KISA, AMA ŞİRİN BİR BÖLÜMLE YİNE SİZLEYİM!
SİZE "SON NOTA" ADLI HİKAYEMİ SUNUYORUM. MÜKEMMEL OLMASA DA KAMP'TAN DAHA BAŞARILI BİR HİKAYE. DAHA ÖZENEREK YAZILMIŞ. GERÇEKTEN ONUN İÇİN ÇOK UĞRAŞIYORUM. PROFİLİMDEN GİRİP, BİR BAKMANIZI RİCA EDERİM LÇDJFLKDFJ ŞİMDİDEN TEŞEKKÜRLER, BEĞENECEĞİNİZİ UMUYORUM...
---------------------------------------------
Yüzümde bir ıslaklık hissediyordum. Meltem yüzümü yalıyor olamazdı, değil mi? Kaşlarımı çatıp sağıma döndüğümde Dora'nın havlama sesini duydum. Gözümü zar zor açtığımda küçük köpek yavrusunun düştüğü yerden kalkmaya çalıştığını görmüştüm.

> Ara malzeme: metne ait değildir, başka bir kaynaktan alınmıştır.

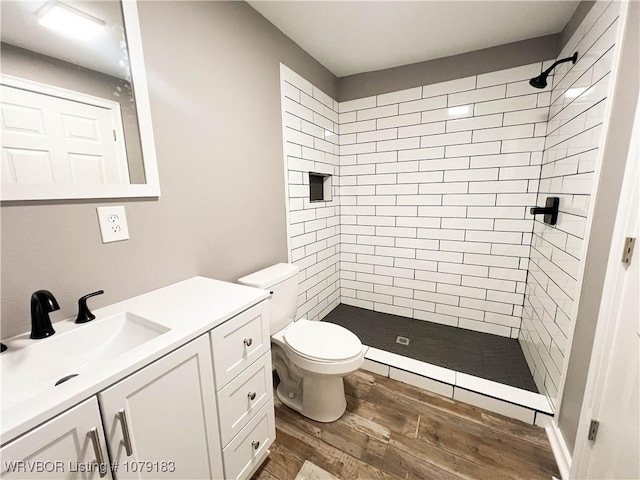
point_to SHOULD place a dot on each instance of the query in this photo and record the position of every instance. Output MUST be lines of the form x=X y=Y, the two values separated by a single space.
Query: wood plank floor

Kıkırdadığımda ayağa kalkabilmişti Dora. Onu kollarıma aldığımda "Günaydın benim meleğim." diye fısıldadım kulağına.
Meltem saçlarını tarıyordu. Yüzü yine somurtkandı. "Saçımı yalamış."
Gülmeye başladığımda ters bakışı beni susturmaya yetmişti.
Ardından her sabahki gibi Miray'ın çan sesi kulaklarımızı doldurdu.
Kahvaltı hazır demekti.
Dora'yı çadırda bırakarak Meltem'le dışarı çıktığımızda çok az kişinin kahvaltı alanında bulunduğunu fark etmiştik.
Birlikte Yekta'nın yanına doğru yürüdük.
Yekta başını kaldırıp bize baktığında ıslık çalmıştı. "Bu ne güzellik bayanlar," dedi gözlerini kısarken. "Sabah sabah gözlerim kamaştı."
Gülerek yanına oturduk. Yekta tam bir laf cambazıydı. "Günaydın." dedik aynı anda Meltem'le.
"Size de günaydın."
Ardından Çağatay söylenerek yanımıza gelmişti. "Şu kızı boğacağım." dedi yarım olan çemberimizi tamamlarken.
"Kimi?" diye sordu Meltem.
"Güneş midir nedir ne bo-" dediğinde sözünü tamamlamamayı tercih etmişti.
Güldüm. "Ne yaptı?"
"Uyandım, açım. Kahvaltı yerinden bir şeyler arakladım. Her gün de yaparım hiçbiriniz şu ana kadar bir şey demediniz. Cadoloz bir bağırmaya başladı! Yok 'Nasıl yemekleri araklarsın.', Yok 'İnsanların hakkını yiyorsun.'. Git işine diyorum, hiç duymuyor. Bağırıyor salak salak."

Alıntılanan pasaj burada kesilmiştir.